Further, Mr. Damani added, “Under the earlier tax structure, the GST component of the project cost was 8.9%, which has now been increased to 13.8%. An overall cost escalation of 4.9% is bound to influence consumer sentiments negatively. There will be prolonged tariff change applications by all developers under the change in law mechanism. DISCOMs, which have been averse to any cost escalation in solar tariffs, might find the new tariffs unattractive. Over one GW of projects across the rooftop and open access segments will be adversely affected.”
Policies not aligned with the targets
The government has set lofty goals for renewable energy installation, pledging to build 175 GW by 2022 and 450 GW by 2030. However, developers have had to wade through a slew of policy reversals. The rooftop solar segment has recently come to a halt due to legislative uncertainties around net metering.
“For a country looking towards net-zero emissions and increased dependency on renewable resources for energy generation, we are taking three steps backward for each step taken forward. This becomes even more pertinent since the government has deemed the renewable energy sector a priority sector,” Damani said.
Multiple court orders and legislation had already compelled the business to restructure unwillingly, resulting in unparalleled uncertainty. “The ripples of dissent from the net metering policy, duty-free period, and other policy flip-flops are already felt throughout the industry. This will only aggravate the situation for businesses and customers alike,” he added.
The rising cost of components and commodities
The recommendation for a comparable increase in GST on iron, manganese, copper, nickel, cobalt, aluminum, lead, zinc, tin, and chromium – ores and concentrates – adds to the developers’ fears. On these items, a GST hike from 5% to 12% has been suggested.
The solar sector has already seen the effects of rising commodity prices, such as steel, aluminum, and copper, over the last six months. The problems for developers have intensified as a result of the proposed GST hike. The solar industry had only recently begun to recover from the second wave of the Covid-19 epidemic.
Pinaki Bhattacharyya, MD & CEO Amp Energy India, said, “With the industry still coming to terms with the effect of the impending basic customs duty imposition from April 2022, the decision to hike the GST in the middle of the year would lead to an increase in the cost of solar and wind power. The solar module/wind turbine generator prices have already gone up, and any additional tax burdens can make some projects unviable or slow them down. We have finally got some momentum going after the second wave of Covid-19, but these untimely announcements will derail the 175 GW program and damage the sector. The government should walk the talk to allow us to get India to meet the 175 GW target by not taxing the sector anymore. We are making clean power in India, and measures like these are against the vision of Atmanirbhar Bharat.”

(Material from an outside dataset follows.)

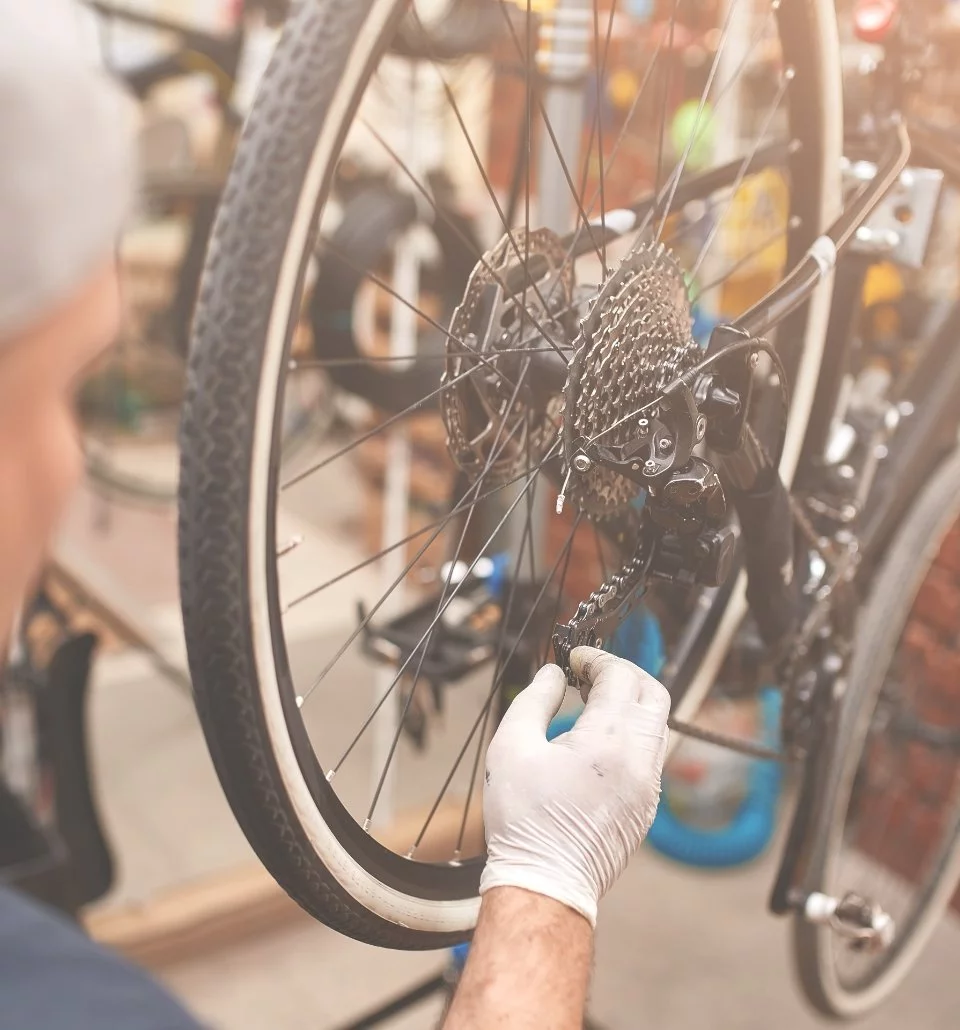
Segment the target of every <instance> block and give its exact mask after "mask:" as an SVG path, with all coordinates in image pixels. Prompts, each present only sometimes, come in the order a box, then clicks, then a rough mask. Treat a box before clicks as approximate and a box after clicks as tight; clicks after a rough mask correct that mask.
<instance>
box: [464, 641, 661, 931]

The tedious process of claims under the ‘change in law’ clause
Under the ‘change in legislation’ clause, the difference in cost due to the increase in GST rates can be claimed. However, for those who are concerned about the lengthy legal process, extensive delays, and costs, this is not the best alternative.
A reliable source, who wished to remain anonymous, gave the information, “A developer can file a review petition as this new GST hike would fall under the ‘change in law’ clause in renewable energy PPAs. But, the whole process is expensive and time-consuming. This recommendation will affect our tariffs and internal rate of return.”